Commentary

How Brands are Wasting Their Influencer Marketing Budgets

Most brands understand the how and why of using influencers for organic awareness, and that’s great. Or is it? If they are simply getting influencers to create content and push it out organically to their followers, brands are leaving a tremendous amount of money on the table and squandering opportunities for much larger gains, basically only realizing a fraction of the value.

To get the most out of influencer marketing, we need to think of it in three steps:

-- Creation of content
-- Amplification of it
-- Impact on sales

Brands can take a strongly performing piece of influencer content and insert it into an ad unit, or put it on their website, and that content will outperform content that the brand creates for itself. Still, when brands just focus on awareness, they are not realizing the full value of that content and how it can impact sales. When these three steps are working together, there’s better engagement rate, dollars are more efficient, and brands achieve much higher ROI. 

Here are 2 critical tips to do this successfully:
  1. Negotiate rights to use the content. This can be done upfront or once you see the content is performing well. Things to consider when negotiating: how long you plan to use the content, and in what capacity (website, social, ad unit, etc.).
  2. Make it part of your media budget and push the content out. This can be done through the influencer’s handle (typically called "white listing"), which will be shown to a larger number of people. Then test it by comparing it to your control unit. Test it in paid social and programmatic.

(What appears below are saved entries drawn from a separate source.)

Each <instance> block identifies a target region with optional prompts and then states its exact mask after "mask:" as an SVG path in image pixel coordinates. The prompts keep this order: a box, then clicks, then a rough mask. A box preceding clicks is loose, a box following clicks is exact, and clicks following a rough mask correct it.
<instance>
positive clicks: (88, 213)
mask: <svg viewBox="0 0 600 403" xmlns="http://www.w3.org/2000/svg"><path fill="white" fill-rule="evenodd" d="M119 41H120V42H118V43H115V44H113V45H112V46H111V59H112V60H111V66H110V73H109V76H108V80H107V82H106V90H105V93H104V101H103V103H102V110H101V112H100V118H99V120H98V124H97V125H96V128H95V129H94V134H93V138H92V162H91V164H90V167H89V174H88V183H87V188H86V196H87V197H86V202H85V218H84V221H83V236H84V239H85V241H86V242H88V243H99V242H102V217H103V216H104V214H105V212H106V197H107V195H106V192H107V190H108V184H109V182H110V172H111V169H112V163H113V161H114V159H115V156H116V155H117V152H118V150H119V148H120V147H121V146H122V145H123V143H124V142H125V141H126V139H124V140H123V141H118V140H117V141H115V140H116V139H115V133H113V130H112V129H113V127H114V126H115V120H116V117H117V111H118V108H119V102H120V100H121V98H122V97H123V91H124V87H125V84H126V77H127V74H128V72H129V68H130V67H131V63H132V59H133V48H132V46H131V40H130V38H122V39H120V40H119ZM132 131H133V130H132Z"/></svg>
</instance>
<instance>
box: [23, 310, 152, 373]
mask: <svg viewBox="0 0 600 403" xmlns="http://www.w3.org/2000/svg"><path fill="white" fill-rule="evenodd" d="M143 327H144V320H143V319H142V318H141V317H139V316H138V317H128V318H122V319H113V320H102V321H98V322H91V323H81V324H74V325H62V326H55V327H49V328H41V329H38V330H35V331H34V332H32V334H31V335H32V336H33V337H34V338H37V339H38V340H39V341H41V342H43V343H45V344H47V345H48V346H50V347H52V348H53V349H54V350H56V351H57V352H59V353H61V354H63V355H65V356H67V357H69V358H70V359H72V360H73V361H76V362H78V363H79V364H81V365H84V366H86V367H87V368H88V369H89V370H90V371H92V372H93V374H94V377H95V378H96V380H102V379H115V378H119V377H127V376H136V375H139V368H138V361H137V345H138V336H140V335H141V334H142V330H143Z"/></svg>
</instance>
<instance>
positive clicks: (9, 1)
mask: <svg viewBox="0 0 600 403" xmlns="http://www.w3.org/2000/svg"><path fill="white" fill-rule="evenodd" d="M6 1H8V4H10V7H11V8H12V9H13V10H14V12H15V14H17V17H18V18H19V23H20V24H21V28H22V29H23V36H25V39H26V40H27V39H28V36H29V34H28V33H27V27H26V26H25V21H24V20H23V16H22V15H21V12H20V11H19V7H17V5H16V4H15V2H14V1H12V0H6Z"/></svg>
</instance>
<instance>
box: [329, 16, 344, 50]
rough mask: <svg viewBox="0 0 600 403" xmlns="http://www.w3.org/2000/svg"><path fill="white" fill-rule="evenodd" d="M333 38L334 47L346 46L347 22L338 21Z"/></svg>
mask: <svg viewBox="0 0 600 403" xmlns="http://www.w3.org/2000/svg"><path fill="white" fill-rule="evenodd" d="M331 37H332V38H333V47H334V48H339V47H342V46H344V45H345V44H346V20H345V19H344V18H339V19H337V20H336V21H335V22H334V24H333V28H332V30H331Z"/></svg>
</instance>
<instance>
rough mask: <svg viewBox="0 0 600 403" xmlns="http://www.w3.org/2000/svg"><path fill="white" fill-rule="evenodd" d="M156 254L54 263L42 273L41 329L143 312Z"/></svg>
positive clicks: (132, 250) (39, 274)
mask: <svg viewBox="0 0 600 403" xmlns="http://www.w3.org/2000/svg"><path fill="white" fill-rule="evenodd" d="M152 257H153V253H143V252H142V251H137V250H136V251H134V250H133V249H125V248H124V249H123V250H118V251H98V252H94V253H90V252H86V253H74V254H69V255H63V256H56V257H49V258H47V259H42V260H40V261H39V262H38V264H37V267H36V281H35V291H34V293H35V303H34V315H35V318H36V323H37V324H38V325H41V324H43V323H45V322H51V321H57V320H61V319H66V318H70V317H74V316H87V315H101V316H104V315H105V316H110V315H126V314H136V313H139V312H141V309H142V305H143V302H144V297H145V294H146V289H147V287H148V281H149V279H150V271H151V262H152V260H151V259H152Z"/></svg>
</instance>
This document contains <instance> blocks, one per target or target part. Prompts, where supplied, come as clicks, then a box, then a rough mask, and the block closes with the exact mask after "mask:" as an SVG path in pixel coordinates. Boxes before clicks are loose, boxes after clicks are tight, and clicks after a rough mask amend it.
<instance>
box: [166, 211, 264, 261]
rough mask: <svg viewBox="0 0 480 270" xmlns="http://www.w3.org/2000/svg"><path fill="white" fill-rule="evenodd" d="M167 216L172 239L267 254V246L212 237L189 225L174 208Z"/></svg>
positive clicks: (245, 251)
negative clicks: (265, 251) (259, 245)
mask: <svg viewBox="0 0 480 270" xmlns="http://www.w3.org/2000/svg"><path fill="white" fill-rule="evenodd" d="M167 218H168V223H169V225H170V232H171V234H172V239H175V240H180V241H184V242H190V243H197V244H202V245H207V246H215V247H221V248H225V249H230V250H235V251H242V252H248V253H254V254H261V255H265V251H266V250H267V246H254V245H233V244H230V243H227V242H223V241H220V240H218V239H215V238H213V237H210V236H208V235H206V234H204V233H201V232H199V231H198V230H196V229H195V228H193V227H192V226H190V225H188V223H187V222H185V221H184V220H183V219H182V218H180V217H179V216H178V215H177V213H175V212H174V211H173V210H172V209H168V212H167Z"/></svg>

Balancing the influencer’s understanding of audience with the brand’s objectives

 
Brands need to balance what the influencer knows her audience will respond to with the fulfillment of the brand’s ultimate objectives. The most successful influencers can articulate why the way they want to present the content to their audience will inspire the audience to action. That’s where the magic comes in. 
 

In one Fidelity example, influencer Camden Scott is in her backyard with her dog talking about the house she just bought, which speaks directly to many women’s aspirations. She connects with what the brand is trying to achieve, which resulted in a great collaboration.

The lesson here is, brands can intimately understand their product and the regulations they must follow, but they don’t know the influencer’s audience. Influencers need to come to the table with an understanding of a brand’s needs and how to portray it best to their followers so that they take action. 

Turning On the "Always On" Influencer Button

Brands are seeing greater value in using influencers on an ongoing basis (Always On) rather than for one-off campaigns. In a world where brands are looking for more and more content to satisfy their social media channels, media units, websites etc., you cannot overestimate the value of continual content creation that comes from this approach.
 
This can be even more effective when activating multiple influencers as part of the marketing mix, because they each have their own audience. Conversations generated on social work in tandem with topline efforts (such as other PR/marketing efforts) to inspire action. Creating a groundswell of conversation helps support the brand message and leads to the third part of value: the impact on sales. This strategy can take a brand from awareness to purchase in just one piece of content. 
 
Brands simply need to recognize the value in front of them. Awareness is great, but it’s the proverbial tip of the iceberg. Make influencer content work harder, and watch ROI soar.